La Comisión de Foresta Universitaria y la Unidad de Gestión Ambiental (UGA) son los entes encargados de realizar la planificación de este delicado procedimiento, que permite asegurar la supervivencia de especies de árboles de importancia ecológica y cultural.

Según explicó Héctor Espinoza, regente forestal de la UGA, este es el tercer trasplante de árboles que se logra hacer en la UCR, tras el éxito de un movimiento de árboles que se hizo en octubre del año pasado y otro en enero.

“El esfuerzo de la Universidad por hacer estos trasplantes es muy grande; no solo desde el punto de vista logístico y económico, sino también por el valor de preservar estas especies y asegurar que mantengan presencia en el campus”, indicó Espinoza.

En sus palabras, si bien estos ejemplares tienen varios metros de altura y son muy pesados, ambos son juveniles, lo cual aumenta las probabilidades de que se adapten al nuevo lugar. “Ya se cuenta con un programa de monitoreo para dar seguimiento a los árboles que hemos estado trasplantando, y hacer diagnósticos oportunos de su estado”, agregó.

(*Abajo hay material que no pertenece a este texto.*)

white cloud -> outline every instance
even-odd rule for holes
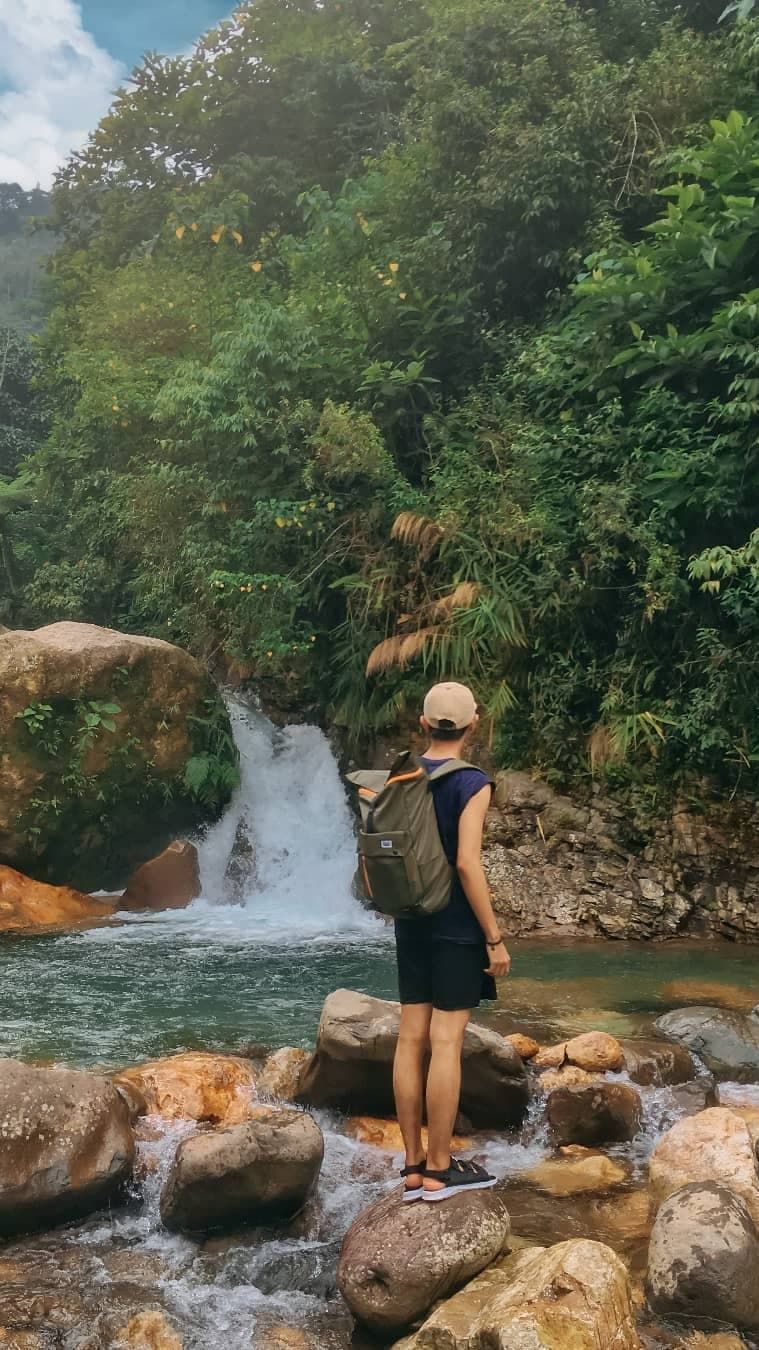
[[[0,182],[49,188],[124,73],[73,0],[0,0]]]

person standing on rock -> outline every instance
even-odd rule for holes
[[[465,684],[435,684],[429,690],[421,717],[429,745],[420,760],[428,775],[448,760],[461,760],[477,722],[477,702]],[[405,1200],[444,1200],[496,1184],[483,1168],[451,1157],[451,1138],[467,1022],[482,999],[496,998],[494,980],[511,968],[481,856],[490,779],[463,765],[434,779],[429,788],[440,842],[454,873],[444,909],[396,919],[401,1025],[393,1088],[405,1145]],[[427,1158],[421,1143],[425,1098]]]

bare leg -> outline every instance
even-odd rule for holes
[[[424,1061],[429,1053],[431,1003],[405,1003],[393,1064],[396,1112],[407,1150],[407,1166],[421,1162],[421,1114],[424,1110]],[[407,1179],[409,1189],[421,1185],[421,1172]]]
[[[432,1014],[429,1023],[429,1044],[432,1057],[427,1076],[427,1125],[429,1129],[429,1149],[427,1166],[432,1172],[446,1172],[451,1165],[451,1137],[456,1122],[461,1098],[461,1053],[463,1033],[471,1014]],[[442,1181],[425,1181],[425,1191],[439,1191]]]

La caoba (Swietenia macrophylla King) es un árbol que originalmente se distribuía desde México hasta Brasil, pero que hoy se encuentra en peligro de extinción en todo el trópico americano. Su madera fue muy apreciada desde el siglo XVII, y su explotación y tala ilegal le merecieron ser incluido en el Apéndice II de la Convención Internacional sobre el Comercio de Especies en Peligro (CITES). El ron-rón (Astronium graveolens Jacq.) también es una madera preciosa y muy perseguida, lo que ha reducido enormemente la población natural de esta especie.

Gayner Alfaro, gestor ambiental de la Oficina Ejecutora del Programa de Inversiones (OEPI), rescató que estos trasplantes de árboles son parte de las acciones para minimizar el impacto del crecimiento de la infraestructura en el campus, junto con la compensación ambiental mediante la siembra de nuevos árboles.

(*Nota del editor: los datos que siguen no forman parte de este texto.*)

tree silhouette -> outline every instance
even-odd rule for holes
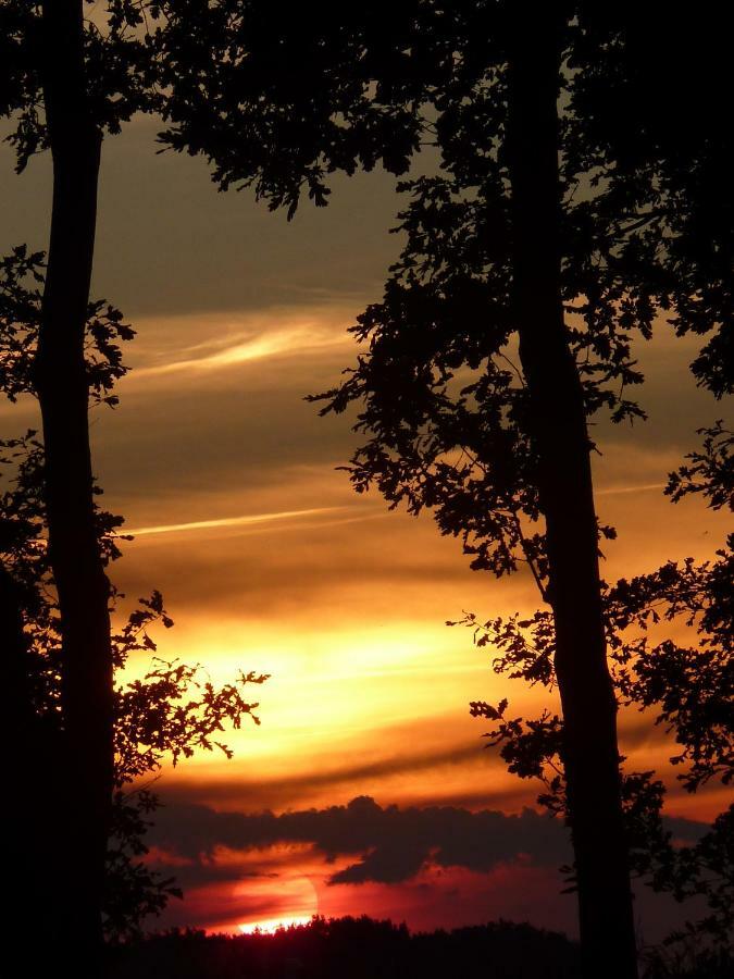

De acuerdo con Espinoza, tanto la UGA como la Comisión de Foresta valoran con la OEPI futuros trasplantes para proteger otras especies delicadas, tales como bálsamos, zotacaballos, güitites y guachipelines, entre otros. Estos traslados se harían en los próximos meses.

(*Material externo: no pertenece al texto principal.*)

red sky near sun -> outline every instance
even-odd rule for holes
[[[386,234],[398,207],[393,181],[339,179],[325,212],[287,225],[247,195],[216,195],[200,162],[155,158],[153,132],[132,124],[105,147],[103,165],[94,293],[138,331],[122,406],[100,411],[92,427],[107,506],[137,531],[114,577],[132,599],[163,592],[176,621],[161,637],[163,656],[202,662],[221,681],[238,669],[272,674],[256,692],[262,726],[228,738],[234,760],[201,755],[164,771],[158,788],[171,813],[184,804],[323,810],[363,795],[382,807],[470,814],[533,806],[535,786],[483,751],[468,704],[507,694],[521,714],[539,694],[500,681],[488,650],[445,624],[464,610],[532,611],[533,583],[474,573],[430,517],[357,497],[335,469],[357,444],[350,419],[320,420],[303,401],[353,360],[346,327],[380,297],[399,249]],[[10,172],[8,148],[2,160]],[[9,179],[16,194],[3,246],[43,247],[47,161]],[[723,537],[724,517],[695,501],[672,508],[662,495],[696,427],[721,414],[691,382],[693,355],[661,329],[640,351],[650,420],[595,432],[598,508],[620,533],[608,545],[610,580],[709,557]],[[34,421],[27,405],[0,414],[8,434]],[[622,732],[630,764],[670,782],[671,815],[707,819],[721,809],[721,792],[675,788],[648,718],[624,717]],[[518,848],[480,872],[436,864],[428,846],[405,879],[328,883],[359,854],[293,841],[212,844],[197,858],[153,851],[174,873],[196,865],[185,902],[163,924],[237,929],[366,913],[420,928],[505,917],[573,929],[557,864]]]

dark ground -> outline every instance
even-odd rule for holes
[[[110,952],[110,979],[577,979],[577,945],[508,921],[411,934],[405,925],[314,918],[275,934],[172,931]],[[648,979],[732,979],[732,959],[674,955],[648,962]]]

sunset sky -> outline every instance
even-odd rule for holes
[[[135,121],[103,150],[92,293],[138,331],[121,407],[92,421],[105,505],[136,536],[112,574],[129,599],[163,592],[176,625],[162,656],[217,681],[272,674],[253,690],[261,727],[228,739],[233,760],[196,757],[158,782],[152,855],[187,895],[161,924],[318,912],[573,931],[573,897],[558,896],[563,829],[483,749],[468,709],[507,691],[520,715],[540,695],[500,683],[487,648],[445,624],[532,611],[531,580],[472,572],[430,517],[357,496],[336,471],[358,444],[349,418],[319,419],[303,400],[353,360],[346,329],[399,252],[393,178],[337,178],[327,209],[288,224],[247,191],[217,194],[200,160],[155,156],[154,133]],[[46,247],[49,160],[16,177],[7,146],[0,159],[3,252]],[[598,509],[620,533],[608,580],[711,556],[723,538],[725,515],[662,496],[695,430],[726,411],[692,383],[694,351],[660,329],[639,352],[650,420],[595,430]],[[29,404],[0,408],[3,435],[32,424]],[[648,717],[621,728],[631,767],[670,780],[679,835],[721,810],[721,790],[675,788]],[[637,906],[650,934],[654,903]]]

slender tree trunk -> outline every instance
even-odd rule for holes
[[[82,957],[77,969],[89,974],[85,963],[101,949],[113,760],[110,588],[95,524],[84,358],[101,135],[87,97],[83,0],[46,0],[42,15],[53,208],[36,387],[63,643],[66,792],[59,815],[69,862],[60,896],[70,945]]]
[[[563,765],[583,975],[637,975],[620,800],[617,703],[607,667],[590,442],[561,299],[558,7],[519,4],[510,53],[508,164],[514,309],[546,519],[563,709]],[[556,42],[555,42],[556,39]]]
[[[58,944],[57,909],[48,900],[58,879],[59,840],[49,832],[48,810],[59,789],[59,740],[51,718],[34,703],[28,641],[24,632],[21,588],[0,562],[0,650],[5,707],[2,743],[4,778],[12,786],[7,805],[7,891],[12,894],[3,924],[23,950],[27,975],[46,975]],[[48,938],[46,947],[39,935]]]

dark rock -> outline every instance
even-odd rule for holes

Trasplante de un árbol: una ‘cirugía’ al aire libre

 

Cambiar la posición de un árbol no es un procedimiento sencillo, mucho menos cuando la altura y el peso del árbol desafían las capacidades humanas y de su maquinaria. El Programa de Investigación Integral sobre el Paisaje de la Universidad de Costa Rica (UCR) desarrolló el protocolo para trasplantar los árboles de la Ciudad de la Investigación; su coordinador, Carlos Jankilevich, resume algunos de sus pasos:

  • Estudio preliminar. Las condiciones del terreno de la nueva ubicación deben dar seguridad tanto al árbol como a las personas.
  • Preparación del árbol. Hay que verificar la salud del árbol, y considerar que los árboles adultos son muy difíciles de trasplantar. Puede aplicarse un suplemento foliar para robustecerlo, pues antes de moverlo se debe podar para que no pierda humedad al transpirar.
  • Excavación. Los árboles tienen varios tipos de raíces; algunas deben cortarse y otras deben preservarse junto con la tierra que las envuelve. Las raíces se rocían con un producto anti hongos y todo se embala en forma de bola, lista para su traslado.
  • Movimiento. Con maquinaria que aguante el peso del árbol se traslada el ejemplar hasta el sitio de su nueva ubicación, donde se sienta y se abona con nutrientes.
  • Monitoreo. El seguimiento a los árboles trasplantados permite verificar la salud de los árboles y su supervivencia.